Я знала, что жизнь моя совсем ненадолго взяла свой тайм-аут и сузилась до домашних радостей и огорчений, но стоит мне вернуться в Москву, как она обрушит на мою голову полное ведро отнюдь не душистой розовой воды, а всего того, что гораздо быстрее окажется под рукой ее величества Судьбы, особенно теперь, когда я решила сама вершить свою жизнь. Так что неплохо было бы подготовиться. Теоретически.

«Вот тебе! Чувств хотела? Получай. Лучше на чужом опыте учиться. На! Объешься страстями человеческими и не проси больше никаких эмоций, душенька моя неспокойная. Хочешь – не хочешь, будешь до одури смотреть!» – третировала я себя, вышагивая домой по слякотному снегу, чавкающему под ногами, совсем не женственно заваливалась на бок от тяжести пакета, переполненного кассетами со всевозможными чувствами.

– Будешь до одури смотреть, как у других это бывает! – приказывала я себе теперь день за днем, включая кассеты с телесериалом «Секс в мегаполисе», и тоска по Филиппу, который по-прежнему приходил ко мне во снах, становилась не такой сильной, а с желанием помириться с Алексеем из жалости, что он больной такой, несчастный, было бороться гораздо легче.

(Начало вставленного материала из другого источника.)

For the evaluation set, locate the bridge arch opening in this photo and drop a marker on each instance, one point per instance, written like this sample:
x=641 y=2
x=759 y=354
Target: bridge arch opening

Вот он – секрет женской любви к сериалам! Чем больше погружаешься в созерцание заэкранных человеческих страстей, тем меньше ощущаешь их недостаток в собственной жизни. Сериалы успокаивают и расслабляют, создают у тех, кто их смотрит, ощущение заполненности собственной жизни чем-то таким, о чем мечталось когда-то и что в силу возраста и других причин уже нельзя достичь самому. А с помощью сериала можно. Включил телик – и смотри, как бы было с тобой, если бы…

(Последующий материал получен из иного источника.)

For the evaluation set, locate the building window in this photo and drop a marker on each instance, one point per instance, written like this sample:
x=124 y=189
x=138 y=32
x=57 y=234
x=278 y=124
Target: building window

И еще один плюс сериала перед кино или книгой. Он словно течет в реальном времени, медленно, неспешно, перемежаясь с собственными домашними делами. Можно посмотреть серию и одновременно безболезненно, умело используя рекламные паузы, пожарить котлеты, прополоскать белье, пришить пуговицу и сделать еще целую кучу полезных дел. А закончился просмотр, и согревает тебя мысль, что завтра в то же самое время жизнь не обманет тебя, любимые герои, так похожие на соседей, знакомых и даже тебя самого, снова войдут в твой дом, чтобы прожить на твоих глазах часть своей жизни, полной событий и разных чувств.

И ты спокоен и рад. И не так волнует уже собственная апатия и безынициативность, и можно дальше бездействовать и лежать на диване, поглядывая в телевизор.

А тише едешь, как известно, дальше получится и целее выйдет. У нас, между прочим, в каждой семье и так своих домашних эмоций через край. Зачем нам лишние? Надо будет – сериал посмотрим. Главное, чтобы их производители не ленились, хорошей свою продукцию делали. Мы ведь, даже если из дома дальше соседнего магазина редко выходим, в жизни толк понимаем. Не надо нас за… совсем глупых держать. Старайтесь, господа производители телесериалов. От всех домохозяек, а также их домочадцев (которым тоже хоть одним глазом, но эту тягомотину смотреть приходится) привет вам горячий!